Но он и есть профи — Гейр ведь профессиональный повар. Ян Улав берет чайную ложку, пробует десерт и одобрительно кивает повару.
Когда я была у Элизы во Фредрикстаде в последний раз, едва я переступила порог ее дома, как она продемонстрировала мне шоколадный кекс. «Это из смеси, — пояснила она. — Он, конечно, не такой вкусный, как если печь самой, но, в принципе, не намного хуже. И так невероятно просто! Я заменила растительное масло на сливочное и добавила еще одно яйцо». При этом на ее лице застыло серьезное выражение, словно в ее внутренней схватке смущения и практичности верх одержала последняя. Я ничего не смыслю в выпечке вообще и в шоколадных кексах из готовой смеси в частности, и у меня просто не было на этот счет своего мнения. Я не понимала, что ей просто нужно мое одобрение. Представить себе человека, который бы лучше владел собой, чем Элиза, который бы принимал решения так же быстро и легко, невозможно. Как и все остальные решения, это подавалось как хорошо обдуманное и разумное, но образ Элизы с налетом смущения на лице отпечатался в моей памяти.
— Бедная тетя Лив, — вздыхает Элиза. — Мне ее безумно жаль.
— Мы говорили о Халворе, — поясняю я Гейру.

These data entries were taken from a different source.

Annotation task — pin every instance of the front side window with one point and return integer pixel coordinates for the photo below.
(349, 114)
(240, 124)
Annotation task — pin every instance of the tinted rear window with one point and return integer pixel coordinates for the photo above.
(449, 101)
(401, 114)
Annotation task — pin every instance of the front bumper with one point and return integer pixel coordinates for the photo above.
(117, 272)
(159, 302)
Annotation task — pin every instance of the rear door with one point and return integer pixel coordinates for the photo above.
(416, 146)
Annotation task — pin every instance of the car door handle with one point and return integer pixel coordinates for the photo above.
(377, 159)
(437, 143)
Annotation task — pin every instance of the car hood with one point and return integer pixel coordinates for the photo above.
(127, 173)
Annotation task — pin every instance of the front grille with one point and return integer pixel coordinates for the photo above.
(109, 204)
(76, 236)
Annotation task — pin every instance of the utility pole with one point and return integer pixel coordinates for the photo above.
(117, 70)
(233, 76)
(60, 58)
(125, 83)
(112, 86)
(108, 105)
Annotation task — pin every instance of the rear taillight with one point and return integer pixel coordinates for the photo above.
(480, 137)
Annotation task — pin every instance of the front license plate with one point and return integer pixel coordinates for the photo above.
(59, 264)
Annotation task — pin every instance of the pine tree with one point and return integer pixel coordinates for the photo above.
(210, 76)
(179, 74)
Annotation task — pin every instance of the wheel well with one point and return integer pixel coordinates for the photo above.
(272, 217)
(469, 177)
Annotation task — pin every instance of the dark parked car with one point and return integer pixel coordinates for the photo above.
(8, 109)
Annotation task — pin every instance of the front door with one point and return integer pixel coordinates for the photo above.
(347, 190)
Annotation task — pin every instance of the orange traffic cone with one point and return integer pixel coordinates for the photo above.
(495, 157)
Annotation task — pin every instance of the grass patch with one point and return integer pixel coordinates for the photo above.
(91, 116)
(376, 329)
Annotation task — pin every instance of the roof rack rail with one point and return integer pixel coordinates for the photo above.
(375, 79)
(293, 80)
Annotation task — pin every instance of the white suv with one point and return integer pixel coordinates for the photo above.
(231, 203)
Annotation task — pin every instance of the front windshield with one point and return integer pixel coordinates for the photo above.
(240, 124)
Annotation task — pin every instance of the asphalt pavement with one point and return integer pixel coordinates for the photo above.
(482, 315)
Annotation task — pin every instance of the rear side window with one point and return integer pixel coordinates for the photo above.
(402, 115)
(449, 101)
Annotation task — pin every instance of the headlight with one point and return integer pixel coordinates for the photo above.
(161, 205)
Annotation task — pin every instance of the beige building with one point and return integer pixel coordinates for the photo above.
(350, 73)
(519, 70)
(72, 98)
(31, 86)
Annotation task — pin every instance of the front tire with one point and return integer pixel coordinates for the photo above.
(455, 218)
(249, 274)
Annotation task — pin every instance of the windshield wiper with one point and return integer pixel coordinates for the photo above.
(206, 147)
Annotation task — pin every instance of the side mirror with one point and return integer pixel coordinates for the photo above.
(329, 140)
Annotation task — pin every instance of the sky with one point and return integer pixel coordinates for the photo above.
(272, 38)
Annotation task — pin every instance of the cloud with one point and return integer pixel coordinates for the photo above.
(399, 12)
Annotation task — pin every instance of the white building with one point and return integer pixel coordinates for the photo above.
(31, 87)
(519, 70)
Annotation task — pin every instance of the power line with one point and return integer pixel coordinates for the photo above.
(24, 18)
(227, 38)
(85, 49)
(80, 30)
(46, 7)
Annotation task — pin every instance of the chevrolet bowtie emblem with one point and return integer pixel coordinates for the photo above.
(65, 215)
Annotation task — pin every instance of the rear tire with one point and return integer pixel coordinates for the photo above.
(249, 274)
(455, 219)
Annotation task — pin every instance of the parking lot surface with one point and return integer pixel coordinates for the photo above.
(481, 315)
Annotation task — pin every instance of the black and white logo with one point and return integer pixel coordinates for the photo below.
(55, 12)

Гейр замечает, что тетя Лив держится как очень сильный человек. Ян Улав кивает.
— Но и самообладание не может быть безграничным, — возражает Элиза.
Она вспоминает, что тетя Лив звонила ей за три недели до того, как Халвор свел счеты с жизнью, и сетовала, что беспокоится за него.
— Я в тот момент была занята, мы со Стианом вели нашу обычную дискуссию о том, когда он должен возвращаться домой, и я пообещала ей, что перезвоню. Но не перезвонила.